“All of this has happened before. All of this will happen again.”Battlestar Galactica, Peter Pan, and Ecclesiastes 1:9
It is not often that I quote the Bible, but when the Bible is validated by both Peter Pan and Battlestar Galactica, it has to be right.
In 1994, which may as well be back before the beginning of recorded history as far as people entering law school now are concerned, the Los Angeles Times ran an article written by Amiram Elwork under the following title, “‘Justifiable Paranoia’ Afflicts Lawyers, Psychologist Says.”
The article is about a professor who taught a course in a law school about what working in the legal profession was really like, and helped students plot a healthy course through the profession.
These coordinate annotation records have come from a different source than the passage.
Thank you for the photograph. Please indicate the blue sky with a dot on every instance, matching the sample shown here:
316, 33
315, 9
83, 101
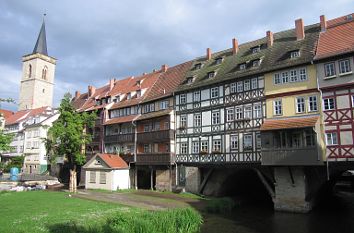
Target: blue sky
98, 40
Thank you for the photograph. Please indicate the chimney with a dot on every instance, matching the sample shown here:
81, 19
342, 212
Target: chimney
208, 54
270, 39
234, 46
299, 29
111, 84
77, 94
164, 68
91, 90
323, 23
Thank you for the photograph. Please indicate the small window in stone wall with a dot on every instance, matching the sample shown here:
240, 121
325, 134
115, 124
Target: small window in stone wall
102, 177
92, 177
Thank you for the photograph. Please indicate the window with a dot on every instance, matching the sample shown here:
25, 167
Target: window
233, 142
217, 145
295, 54
197, 120
247, 142
239, 86
164, 104
284, 77
303, 75
204, 146
293, 76
344, 66
254, 83
330, 69
218, 60
92, 177
211, 74
247, 85
214, 92
257, 111
233, 87
195, 147
300, 104
215, 118
248, 112
184, 148
331, 138
238, 113
183, 98
102, 177
329, 103
277, 107
196, 96
243, 66
313, 104
230, 114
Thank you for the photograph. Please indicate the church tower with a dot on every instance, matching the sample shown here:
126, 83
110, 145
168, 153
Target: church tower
37, 81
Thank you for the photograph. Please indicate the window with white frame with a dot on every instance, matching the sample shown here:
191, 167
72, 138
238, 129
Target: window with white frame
196, 96
195, 147
233, 142
300, 104
216, 145
233, 88
328, 103
239, 86
215, 118
214, 92
197, 120
247, 85
330, 69
331, 138
344, 66
204, 146
247, 142
238, 113
230, 114
184, 148
254, 83
248, 112
183, 98
278, 110
257, 111
313, 104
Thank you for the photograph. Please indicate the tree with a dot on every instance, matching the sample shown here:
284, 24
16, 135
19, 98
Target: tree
68, 137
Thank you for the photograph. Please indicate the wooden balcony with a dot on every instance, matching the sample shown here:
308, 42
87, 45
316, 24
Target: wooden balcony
118, 138
305, 156
155, 158
156, 136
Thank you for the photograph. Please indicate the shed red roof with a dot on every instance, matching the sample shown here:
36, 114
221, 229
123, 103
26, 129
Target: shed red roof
289, 123
337, 39
113, 161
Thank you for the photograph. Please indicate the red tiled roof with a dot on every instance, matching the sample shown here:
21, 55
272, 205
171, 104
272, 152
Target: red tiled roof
120, 120
337, 39
113, 161
289, 123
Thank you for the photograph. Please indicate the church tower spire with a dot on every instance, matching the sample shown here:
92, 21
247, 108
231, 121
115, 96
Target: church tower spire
38, 68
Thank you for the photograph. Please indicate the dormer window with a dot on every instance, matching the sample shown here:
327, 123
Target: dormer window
218, 60
294, 54
256, 49
198, 66
211, 74
243, 66
256, 63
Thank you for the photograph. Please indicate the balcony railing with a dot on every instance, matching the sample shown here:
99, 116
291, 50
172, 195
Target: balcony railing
156, 136
291, 156
119, 138
155, 158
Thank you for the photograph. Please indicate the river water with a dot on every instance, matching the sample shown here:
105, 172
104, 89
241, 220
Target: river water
334, 215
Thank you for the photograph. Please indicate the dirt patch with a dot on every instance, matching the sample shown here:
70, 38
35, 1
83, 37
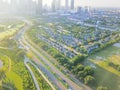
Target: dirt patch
117, 45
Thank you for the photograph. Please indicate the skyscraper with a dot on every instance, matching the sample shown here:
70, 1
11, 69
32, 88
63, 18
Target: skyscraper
66, 4
39, 6
54, 5
72, 4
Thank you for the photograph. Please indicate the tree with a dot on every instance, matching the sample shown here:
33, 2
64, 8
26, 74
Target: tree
88, 70
78, 59
102, 88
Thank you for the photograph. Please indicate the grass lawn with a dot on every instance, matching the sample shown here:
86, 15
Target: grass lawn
16, 79
104, 74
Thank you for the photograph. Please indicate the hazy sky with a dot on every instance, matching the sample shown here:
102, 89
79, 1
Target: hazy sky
94, 3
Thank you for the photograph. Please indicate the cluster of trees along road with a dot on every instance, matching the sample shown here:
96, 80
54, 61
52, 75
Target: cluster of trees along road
83, 73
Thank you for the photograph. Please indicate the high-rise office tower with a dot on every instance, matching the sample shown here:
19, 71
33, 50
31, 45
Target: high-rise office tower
66, 4
72, 4
54, 5
39, 6
58, 4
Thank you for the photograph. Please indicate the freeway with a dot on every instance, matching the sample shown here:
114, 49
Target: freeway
42, 67
54, 61
24, 43
32, 74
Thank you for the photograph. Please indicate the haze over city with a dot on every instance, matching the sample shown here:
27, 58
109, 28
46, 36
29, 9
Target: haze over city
59, 45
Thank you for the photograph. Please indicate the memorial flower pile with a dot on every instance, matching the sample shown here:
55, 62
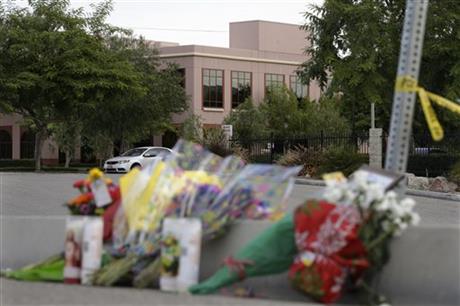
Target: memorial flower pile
192, 183
85, 204
341, 238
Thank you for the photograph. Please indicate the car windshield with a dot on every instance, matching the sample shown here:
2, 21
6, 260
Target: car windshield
134, 152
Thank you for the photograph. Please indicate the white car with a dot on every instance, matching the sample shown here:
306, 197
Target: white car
137, 157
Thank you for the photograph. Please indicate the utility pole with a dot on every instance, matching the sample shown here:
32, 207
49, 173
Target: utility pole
403, 102
372, 115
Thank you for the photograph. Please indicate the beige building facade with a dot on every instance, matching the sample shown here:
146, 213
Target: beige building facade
261, 54
217, 80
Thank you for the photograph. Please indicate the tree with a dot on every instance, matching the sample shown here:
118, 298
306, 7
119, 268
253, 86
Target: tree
55, 64
282, 116
130, 118
192, 128
281, 113
67, 136
322, 116
247, 121
354, 48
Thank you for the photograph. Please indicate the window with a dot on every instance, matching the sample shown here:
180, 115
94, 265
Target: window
156, 152
27, 145
241, 87
6, 145
296, 85
213, 90
273, 80
181, 73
It is worth reading, but you can get the general idea from the following excerpt:
“He told them about several studies that found attorneys suffer from depression and substance abuse at twice the national average. He told them associates often work 60-hour weeks to fulfill their billing requirements…
They will work in a politically charged, bottom line-oriented environment that will not leave time for the intellectual musing they enjoy in law school, he said. Their mistakes would be considered monumental.
He talked about the burnout, the disillusionment, the dissatisfaction, the lack of vacations and society’s general dislike of lawyers.”
So, apparently this was general knowledge back almost thirty years ago, and both the law schools and the profession have had more than enough time to work on fixing things. They haven’t.
So where are we today? I think that can be summed up by a cartoon that I came across the other day and which I would reproduce here if I were not justifiably paranoid about liability for copyright infringement. It featured a young man speaking to his parents and was captioned, “The plan….” The text says, “I’ve decided to go to law school, become a lawyer, then quickly realize it wasn’t what I wanted.”
In short, when it comes to lawyers being happy and healthy, we are not any further ahead than they were in 1994. Money still talks and sells an unrealistic dream to people entering law school. Many law school lemmings still follow the crowd and pursue the almighty dollar without much thought as to what the traditional path is doing to their physical and mental health. And the world goes on.
A young lawyer reached out to me recently and described himself as, “being new to the profession and already disillusioned.” I was glad to hear that, because it means that he is thinking about what he wants to do and who he wants to be. There is hope for him.
I have less hope for those of you who think that it is fine to allow the profession to sweep you along traditional paths towards overwork and more money than you need, because physical and mental illness only happen to other people.